Klebsiella pneumonaie anti-immunology: exploiting mTORC1 to control cell-intrinsic immunity.

The control of bacterial infections is perhaps the most important achievement of modern medicine. However, we have failed to keep pace with microbes becoming increasingly resistant to available treatments. This threat is exemplified by multidrug resistant Klebsiella pneumoniae, resistant to all major front line antibiotic compounds.

In fact, the increasing isolation of strains resistant to "last resort" antimicrobials has significantly narrowed, or in some settings completely removed, the therapeutic options. This is particularly alarming in low and middle income countries. Of particular concern is the rise of resistant infections in the community, which can put more people at risk.

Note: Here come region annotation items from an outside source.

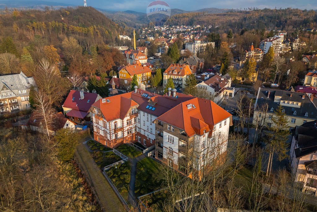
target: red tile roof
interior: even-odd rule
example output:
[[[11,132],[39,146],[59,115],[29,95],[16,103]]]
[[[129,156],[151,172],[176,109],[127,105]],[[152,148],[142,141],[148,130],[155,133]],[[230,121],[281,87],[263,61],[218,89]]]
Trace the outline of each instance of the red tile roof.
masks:
[[[176,73],[174,73],[174,72],[175,71]],[[164,73],[167,74],[167,75],[184,77],[185,75],[189,75],[191,74],[191,71],[188,65],[184,64],[183,65],[171,64],[164,72]]]
[[[67,96],[62,106],[64,107],[88,113],[91,106],[96,101],[97,96],[96,93],[84,92],[84,99],[81,99],[80,92],[78,91],[71,90]]]

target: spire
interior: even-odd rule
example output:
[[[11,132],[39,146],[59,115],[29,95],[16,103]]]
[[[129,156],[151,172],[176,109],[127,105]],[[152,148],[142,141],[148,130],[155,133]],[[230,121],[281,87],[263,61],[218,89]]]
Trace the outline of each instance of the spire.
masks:
[[[133,29],[133,40],[134,42],[134,50],[136,50],[137,48],[135,45],[135,31],[134,29]]]

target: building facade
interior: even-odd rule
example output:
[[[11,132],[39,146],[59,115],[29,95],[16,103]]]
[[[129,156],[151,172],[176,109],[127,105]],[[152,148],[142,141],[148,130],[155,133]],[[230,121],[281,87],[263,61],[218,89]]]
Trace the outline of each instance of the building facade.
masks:
[[[30,88],[36,89],[33,77],[19,74],[0,76],[0,114],[29,108]]]
[[[119,71],[119,78],[132,79],[133,75],[135,74],[138,81],[147,87],[150,86],[150,78],[152,71],[149,68],[146,66],[128,65],[123,67]]]
[[[283,41],[282,37],[277,36],[269,38],[261,41],[259,48],[264,54],[266,54],[270,47],[272,47],[275,55],[279,56],[282,53],[282,44]]]
[[[211,45],[215,48],[214,42],[204,42],[199,40],[195,40],[193,43],[186,43],[185,44],[185,49],[188,50],[193,55],[197,56],[198,53],[204,51],[207,44]]]
[[[316,120],[296,126],[289,150],[292,174],[303,191],[317,196]]]
[[[261,108],[268,104],[267,110],[263,111]],[[296,126],[301,126],[307,122],[317,119],[317,99],[308,96],[305,93],[282,91],[264,88],[260,88],[254,105],[254,124],[262,118],[262,125],[275,127],[271,119],[274,112],[279,105],[283,106],[283,111],[288,120],[290,130]]]
[[[163,87],[166,86],[169,78],[173,79],[175,87],[185,88],[185,80],[189,75],[191,73],[189,66],[184,64],[171,64],[163,73]]]

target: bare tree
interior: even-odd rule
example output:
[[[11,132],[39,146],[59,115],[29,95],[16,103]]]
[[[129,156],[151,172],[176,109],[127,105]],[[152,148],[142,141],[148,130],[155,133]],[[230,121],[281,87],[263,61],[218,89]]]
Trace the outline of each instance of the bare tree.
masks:
[[[69,80],[69,83],[74,90],[75,88],[80,85],[82,81],[82,78],[77,72],[72,72],[68,78]]]

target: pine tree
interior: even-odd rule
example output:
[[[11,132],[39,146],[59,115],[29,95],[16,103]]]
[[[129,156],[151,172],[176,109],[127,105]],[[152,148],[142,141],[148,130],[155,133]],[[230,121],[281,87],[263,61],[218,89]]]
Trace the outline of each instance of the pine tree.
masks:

For example, invasive Klebsiella infections have increased 12% in the UK in the last five years. Unfortunately, new classes of drugs are not being invented and resistance continues to spread inexorably. The stakes are high and we might be entering into a pre-antibiotic era.

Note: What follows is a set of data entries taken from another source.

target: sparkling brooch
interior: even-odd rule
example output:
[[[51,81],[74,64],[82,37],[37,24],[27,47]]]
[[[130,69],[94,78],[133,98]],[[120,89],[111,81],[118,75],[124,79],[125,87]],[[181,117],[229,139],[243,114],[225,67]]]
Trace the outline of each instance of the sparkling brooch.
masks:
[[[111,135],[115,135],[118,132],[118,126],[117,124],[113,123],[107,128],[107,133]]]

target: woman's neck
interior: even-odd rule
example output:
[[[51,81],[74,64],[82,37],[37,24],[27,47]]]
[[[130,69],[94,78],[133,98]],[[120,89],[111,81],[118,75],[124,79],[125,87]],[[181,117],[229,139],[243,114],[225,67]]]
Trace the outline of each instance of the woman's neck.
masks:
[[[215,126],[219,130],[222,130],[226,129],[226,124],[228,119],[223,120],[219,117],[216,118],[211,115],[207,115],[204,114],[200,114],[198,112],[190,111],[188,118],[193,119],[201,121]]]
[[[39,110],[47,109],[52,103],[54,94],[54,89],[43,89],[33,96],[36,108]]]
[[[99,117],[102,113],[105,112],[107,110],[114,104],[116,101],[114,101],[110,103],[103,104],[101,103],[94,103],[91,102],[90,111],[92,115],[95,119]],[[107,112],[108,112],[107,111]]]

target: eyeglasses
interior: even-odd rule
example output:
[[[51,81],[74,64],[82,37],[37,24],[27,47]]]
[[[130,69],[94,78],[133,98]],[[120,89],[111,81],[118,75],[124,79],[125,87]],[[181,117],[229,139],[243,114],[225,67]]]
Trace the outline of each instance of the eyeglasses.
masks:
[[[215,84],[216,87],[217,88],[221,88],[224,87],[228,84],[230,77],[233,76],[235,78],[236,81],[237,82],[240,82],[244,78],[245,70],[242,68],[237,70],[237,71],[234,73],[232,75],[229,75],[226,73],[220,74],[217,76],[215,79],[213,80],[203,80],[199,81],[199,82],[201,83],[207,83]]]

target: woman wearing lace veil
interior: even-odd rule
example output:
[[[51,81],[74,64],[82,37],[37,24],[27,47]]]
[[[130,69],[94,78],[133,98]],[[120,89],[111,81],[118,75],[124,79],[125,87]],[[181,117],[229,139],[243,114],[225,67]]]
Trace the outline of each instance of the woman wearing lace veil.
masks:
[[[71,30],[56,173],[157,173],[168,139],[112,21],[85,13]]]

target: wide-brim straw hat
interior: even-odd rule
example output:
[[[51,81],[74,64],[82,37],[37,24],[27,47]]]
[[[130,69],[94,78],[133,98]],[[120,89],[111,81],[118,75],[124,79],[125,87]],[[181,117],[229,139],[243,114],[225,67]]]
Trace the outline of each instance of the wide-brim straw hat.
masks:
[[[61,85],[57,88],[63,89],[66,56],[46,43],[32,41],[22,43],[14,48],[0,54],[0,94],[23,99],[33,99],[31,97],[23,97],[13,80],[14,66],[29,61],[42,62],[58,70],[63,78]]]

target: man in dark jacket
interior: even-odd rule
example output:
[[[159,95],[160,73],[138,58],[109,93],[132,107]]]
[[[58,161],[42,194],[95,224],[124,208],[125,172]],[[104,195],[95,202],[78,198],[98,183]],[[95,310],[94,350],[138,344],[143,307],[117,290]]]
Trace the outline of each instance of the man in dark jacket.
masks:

Public Health England has calculated that the lack of effective antibiotics will render more than the three million operations and cancer treatments life threatening, and more than 90,000 people are estimated to die in the UK over the next 30-years due to antibiotic resistant infections.

An attractive appraoch to develop new antimicrobial therapeutics is to boost protective immune responses that, in fact, protect most people. However this is particularly difficult in the case of Klebsiella infections because still we do not know which of such responses are protective and which ones may benefit the microbe. Moreover, we lack a complete understanding of the strategies deployed by Klebsiella to avoid the attack of our defenses.

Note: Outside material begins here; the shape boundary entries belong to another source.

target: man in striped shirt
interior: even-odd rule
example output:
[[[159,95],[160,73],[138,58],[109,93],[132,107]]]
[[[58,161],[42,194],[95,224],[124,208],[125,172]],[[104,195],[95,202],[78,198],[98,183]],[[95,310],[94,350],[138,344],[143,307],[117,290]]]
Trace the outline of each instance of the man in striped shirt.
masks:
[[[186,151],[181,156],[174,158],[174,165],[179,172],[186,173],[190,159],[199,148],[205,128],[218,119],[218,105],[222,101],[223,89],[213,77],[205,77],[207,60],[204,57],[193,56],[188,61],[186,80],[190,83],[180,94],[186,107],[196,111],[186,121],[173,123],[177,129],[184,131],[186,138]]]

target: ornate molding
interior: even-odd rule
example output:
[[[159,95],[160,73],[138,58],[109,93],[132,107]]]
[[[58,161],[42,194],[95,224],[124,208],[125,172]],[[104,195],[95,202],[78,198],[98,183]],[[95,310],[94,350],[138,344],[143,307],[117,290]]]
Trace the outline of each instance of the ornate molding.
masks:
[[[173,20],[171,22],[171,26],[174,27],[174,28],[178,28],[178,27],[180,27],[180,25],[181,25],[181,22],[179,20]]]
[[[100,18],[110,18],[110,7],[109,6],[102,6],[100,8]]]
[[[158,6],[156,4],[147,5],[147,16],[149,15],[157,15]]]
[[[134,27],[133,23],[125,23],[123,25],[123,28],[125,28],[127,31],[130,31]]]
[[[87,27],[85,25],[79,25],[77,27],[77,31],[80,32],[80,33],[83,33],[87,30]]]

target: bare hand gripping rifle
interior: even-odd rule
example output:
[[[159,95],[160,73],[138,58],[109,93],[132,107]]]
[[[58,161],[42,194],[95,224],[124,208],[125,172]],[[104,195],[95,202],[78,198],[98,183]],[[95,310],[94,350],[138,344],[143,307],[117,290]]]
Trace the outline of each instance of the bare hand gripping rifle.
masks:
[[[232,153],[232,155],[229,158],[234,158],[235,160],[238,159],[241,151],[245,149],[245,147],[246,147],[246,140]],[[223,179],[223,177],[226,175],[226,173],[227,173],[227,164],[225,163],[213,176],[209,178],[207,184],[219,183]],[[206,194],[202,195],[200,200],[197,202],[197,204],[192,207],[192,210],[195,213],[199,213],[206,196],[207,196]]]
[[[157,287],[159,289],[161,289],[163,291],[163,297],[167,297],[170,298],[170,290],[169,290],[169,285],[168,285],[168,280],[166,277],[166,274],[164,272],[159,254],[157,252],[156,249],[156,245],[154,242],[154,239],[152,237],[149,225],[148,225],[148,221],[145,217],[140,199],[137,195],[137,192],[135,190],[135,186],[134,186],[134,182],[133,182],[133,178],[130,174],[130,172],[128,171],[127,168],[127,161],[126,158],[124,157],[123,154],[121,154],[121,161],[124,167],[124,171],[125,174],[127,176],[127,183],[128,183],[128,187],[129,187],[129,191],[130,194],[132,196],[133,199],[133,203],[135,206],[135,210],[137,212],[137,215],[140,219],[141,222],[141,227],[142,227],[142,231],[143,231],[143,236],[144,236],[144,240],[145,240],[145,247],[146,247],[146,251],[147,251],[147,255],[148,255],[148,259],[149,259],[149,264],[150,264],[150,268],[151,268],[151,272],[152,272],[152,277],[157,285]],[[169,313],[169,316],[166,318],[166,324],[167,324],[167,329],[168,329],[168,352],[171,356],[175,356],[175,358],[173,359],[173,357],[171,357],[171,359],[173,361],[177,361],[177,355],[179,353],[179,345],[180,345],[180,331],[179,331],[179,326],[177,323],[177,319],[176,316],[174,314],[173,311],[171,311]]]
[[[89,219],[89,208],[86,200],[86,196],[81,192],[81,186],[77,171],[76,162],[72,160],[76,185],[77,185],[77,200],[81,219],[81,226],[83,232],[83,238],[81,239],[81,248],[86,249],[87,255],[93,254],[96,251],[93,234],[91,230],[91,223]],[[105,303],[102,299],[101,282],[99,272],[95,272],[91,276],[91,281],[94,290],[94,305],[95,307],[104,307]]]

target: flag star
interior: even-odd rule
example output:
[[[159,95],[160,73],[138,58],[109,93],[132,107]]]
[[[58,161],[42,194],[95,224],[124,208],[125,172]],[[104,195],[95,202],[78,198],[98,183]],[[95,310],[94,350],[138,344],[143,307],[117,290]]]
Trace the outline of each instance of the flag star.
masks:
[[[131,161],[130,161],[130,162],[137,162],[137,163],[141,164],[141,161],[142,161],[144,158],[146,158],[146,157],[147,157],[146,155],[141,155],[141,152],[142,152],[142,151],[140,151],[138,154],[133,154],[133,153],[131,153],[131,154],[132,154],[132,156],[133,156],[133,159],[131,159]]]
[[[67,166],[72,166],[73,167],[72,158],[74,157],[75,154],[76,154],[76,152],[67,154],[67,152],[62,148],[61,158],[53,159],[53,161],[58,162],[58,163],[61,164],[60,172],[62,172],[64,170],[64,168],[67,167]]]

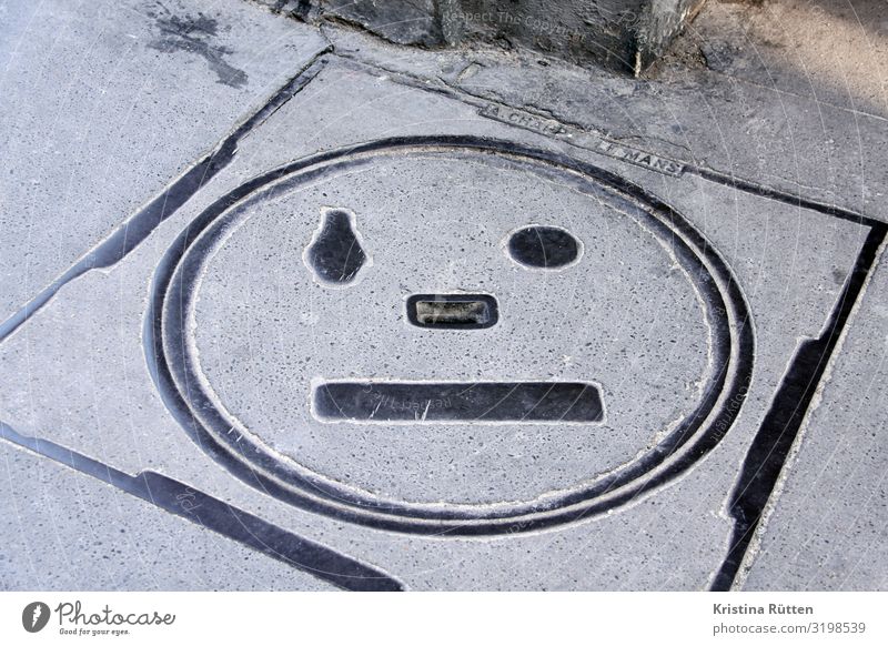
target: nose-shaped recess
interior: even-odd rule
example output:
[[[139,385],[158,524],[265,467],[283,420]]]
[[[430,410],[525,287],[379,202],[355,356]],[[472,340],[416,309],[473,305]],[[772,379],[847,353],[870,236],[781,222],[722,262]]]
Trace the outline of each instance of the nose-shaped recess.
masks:
[[[500,309],[490,294],[414,294],[407,320],[418,327],[480,330],[496,325]]]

Microbes such as Klebsiella are fascinating because they have evolved to flourish in our body despite the attack of our immune system. By learning how they do it, we can identify the vulnerable hot spots of our defenses while discovering the intricacies of the interaction between our body and a microbe. In this research, we will expose a hitherto unknown Klebsiella evasion strategy directed to counteract the microbicidal function of macrophages.

These cells are crucial in our protection against Klebsiella. To turn the tide on Klebsiella infections, we will investigate whether blocking this evasion strategy will help our defenses to clear the infection. Interference with the signalling pathways hijacked by microbes for their own benefit is an especially compelling approach to treat multidrug infections.

It is thought that this strategy apply less selective pressure for the development of resistance than traditional antimicrobial therapeutics, which are aimed at killing microbes or preventing their growth. In our work we will use a drug already approved for use in humans targeting the proteins manipulated by Klebsiella but used for purposes unrelated to antimicrobial activity.

From the drug discovery point of view, this significantly short cuts the drug development process hence allowing a potential fast-track transition from the basic research to clinical development. We envision that our results will encourage other academics as well as pharmaceutical companies to follow this avenue of research to tackle the problem of lack of therapies for microbes resistant to antibiotics.